Some economists believe the loot based economy may not be viable in the long term

Some economists believe the loot based economy may not be viable in the long term

For instance, Fault found an ebony sword worth 10,000 gold. With decent bartering she can sell it for maybe half of that. But the richest merchant she knows never has more than 2,000 or so gold on hand at a time. So Fault either has to sell at a huge loss or play a complex bartering game where she sells an expensive item for all of a merchant’s gold PLUS most of his inventory in trade. She can then sell the cheaper items back bit by bit as the merchant’s gold recovers. Whether or not the slight boost in profit is worth that much tedium is up for debate.

Anyways, all of Balmora runs out of gold before Fault cleans out even a tenth of her loot. So for now she just goes back to Caius’s house and shoves a king’s ransom worth of legendary weapons under the bed. She’ll hopefully be able to sell them bit by bit every time she returns to town. On the other hand, if she keeps finding new treasure faster than she can liquidate old treasure Caius might wind up coming home to the Fort Knox of ebony.

As you might imagine since this is a no-equipment run and we already have our handful of magic jewelry exceptions all of that wealth will be going into training. Getting perfect levels from here on out should be a breeze. Fault may even just outright buy half a dozen or so levels.

Let’s Illustrate Morrowind Part 41: Triple Dog Dare

Now that Fault has a more or less complete copy of the lost Neverine prophecies in hand it’s another trudge back to the ashlands and tell our favorite wise woman what we learned. Morrowind then once again shows off it’s excellent sense of open world pacing by having her suggest it might take her a while to figure out what all these new prophecies mean and that now would be a great time to go off and side quest.

Alternatively you can tell her to just make her best guess now and get the plot moving again.

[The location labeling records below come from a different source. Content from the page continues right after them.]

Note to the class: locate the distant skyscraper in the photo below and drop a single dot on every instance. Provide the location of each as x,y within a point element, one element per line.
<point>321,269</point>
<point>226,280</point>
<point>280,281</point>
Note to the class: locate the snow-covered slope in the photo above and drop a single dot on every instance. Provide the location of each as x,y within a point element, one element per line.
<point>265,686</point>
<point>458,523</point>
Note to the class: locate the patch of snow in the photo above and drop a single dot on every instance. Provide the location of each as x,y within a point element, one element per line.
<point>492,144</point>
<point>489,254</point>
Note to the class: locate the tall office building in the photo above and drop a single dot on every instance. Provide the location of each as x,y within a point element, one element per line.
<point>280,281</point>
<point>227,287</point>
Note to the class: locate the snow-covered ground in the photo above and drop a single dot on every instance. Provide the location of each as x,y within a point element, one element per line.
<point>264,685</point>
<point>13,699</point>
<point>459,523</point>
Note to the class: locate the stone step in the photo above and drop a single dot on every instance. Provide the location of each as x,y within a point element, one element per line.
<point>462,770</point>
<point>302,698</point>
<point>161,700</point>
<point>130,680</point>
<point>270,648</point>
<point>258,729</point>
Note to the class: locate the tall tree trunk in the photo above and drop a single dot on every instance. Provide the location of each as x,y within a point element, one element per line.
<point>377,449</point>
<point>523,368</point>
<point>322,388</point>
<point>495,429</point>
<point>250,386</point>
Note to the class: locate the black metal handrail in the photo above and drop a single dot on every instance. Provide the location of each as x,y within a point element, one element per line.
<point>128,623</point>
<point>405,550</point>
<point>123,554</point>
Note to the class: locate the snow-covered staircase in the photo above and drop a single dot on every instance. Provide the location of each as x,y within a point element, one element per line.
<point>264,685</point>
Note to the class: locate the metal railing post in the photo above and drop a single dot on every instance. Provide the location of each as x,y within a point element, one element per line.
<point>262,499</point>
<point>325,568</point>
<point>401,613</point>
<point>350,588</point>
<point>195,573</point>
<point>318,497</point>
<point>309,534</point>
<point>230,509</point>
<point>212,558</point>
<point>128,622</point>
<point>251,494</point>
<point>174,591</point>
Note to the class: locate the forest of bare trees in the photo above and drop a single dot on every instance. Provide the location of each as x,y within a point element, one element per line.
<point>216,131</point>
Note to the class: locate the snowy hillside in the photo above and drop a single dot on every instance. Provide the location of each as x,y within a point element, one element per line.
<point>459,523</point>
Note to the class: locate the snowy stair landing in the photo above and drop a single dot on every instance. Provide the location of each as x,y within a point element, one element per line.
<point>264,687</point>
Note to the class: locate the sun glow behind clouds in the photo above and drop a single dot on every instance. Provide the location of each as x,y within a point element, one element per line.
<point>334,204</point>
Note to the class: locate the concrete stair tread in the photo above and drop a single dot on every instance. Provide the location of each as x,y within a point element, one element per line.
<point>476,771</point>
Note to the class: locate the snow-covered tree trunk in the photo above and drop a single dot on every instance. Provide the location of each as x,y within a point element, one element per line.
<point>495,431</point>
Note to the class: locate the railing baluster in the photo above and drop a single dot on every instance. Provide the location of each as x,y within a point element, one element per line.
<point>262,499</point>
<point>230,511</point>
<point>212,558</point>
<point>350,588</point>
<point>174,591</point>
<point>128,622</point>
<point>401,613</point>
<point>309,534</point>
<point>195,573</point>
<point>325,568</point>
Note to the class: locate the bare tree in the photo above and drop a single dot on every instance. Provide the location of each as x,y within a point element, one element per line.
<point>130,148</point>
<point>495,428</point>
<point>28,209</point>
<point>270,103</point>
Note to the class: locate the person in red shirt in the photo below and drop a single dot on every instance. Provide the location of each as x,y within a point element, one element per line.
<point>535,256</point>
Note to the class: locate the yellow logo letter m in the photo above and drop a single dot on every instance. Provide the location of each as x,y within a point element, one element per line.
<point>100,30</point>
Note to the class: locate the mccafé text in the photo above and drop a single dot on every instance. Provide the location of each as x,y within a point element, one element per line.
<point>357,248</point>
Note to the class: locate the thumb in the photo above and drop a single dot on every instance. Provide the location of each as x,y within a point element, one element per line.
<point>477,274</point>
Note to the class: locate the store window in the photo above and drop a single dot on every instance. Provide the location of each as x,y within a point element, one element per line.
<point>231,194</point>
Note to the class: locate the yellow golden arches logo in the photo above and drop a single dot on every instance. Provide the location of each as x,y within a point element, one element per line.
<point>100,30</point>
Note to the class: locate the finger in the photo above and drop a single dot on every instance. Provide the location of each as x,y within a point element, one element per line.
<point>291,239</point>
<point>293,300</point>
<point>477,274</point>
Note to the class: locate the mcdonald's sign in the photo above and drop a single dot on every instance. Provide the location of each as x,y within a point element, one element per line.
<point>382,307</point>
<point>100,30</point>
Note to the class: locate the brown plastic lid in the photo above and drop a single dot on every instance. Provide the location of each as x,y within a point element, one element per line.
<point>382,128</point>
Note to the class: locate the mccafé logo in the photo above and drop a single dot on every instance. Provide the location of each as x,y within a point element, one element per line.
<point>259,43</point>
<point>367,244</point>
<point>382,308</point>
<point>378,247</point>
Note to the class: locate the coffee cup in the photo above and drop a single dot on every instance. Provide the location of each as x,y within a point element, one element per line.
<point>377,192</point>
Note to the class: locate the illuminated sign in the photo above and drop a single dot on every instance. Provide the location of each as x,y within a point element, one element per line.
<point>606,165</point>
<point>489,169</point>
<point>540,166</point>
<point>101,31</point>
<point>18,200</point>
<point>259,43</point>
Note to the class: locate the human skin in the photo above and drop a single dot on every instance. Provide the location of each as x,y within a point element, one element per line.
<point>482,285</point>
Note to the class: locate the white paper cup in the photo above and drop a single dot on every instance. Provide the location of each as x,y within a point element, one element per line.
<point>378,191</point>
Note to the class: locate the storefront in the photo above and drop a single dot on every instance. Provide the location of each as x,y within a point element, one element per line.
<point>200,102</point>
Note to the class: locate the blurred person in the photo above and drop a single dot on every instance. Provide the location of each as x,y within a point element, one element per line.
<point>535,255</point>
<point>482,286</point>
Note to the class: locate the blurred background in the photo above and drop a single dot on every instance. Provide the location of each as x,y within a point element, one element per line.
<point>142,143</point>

Surviving Corpus disease and becoming immune to all illness in the process means Fault has now passed the second of the seven prophecies trials. For the third trial we’re going to have to talk to the chief.

Except he’s not so keen on talking. He’s not exactly questioning the wise woman’s opinion that Fault might be the Neverine but he sure would feel better about telling us the secrets of the third trial if we first proved ourselves a warrior by exploring the abandoned ruins of a sixth house fortress and bringing back: 1) Slime from a corpus monster to prove you’re really immune 2) A marked cup to prove you went to the right ruins 3) An ancient magical shield because a two item scavenger hunt is no fun.

I'm beginning to expect the clan chief isn't taking us seriously...

I’m beginning to expect the clan chief isn’t taking us seriously…

The ruins themselves are probably one of the creepiest areas I’ve visited in a non-horror game. They’re dark and filled with bizarre plague monsters and misshapen tentacled wizards. Of course Fault is immune to plague and has more than enough JUSTICE to cleave through an army of mildly eldritch horrors but the whole atmosphere of the area gave me the creeps.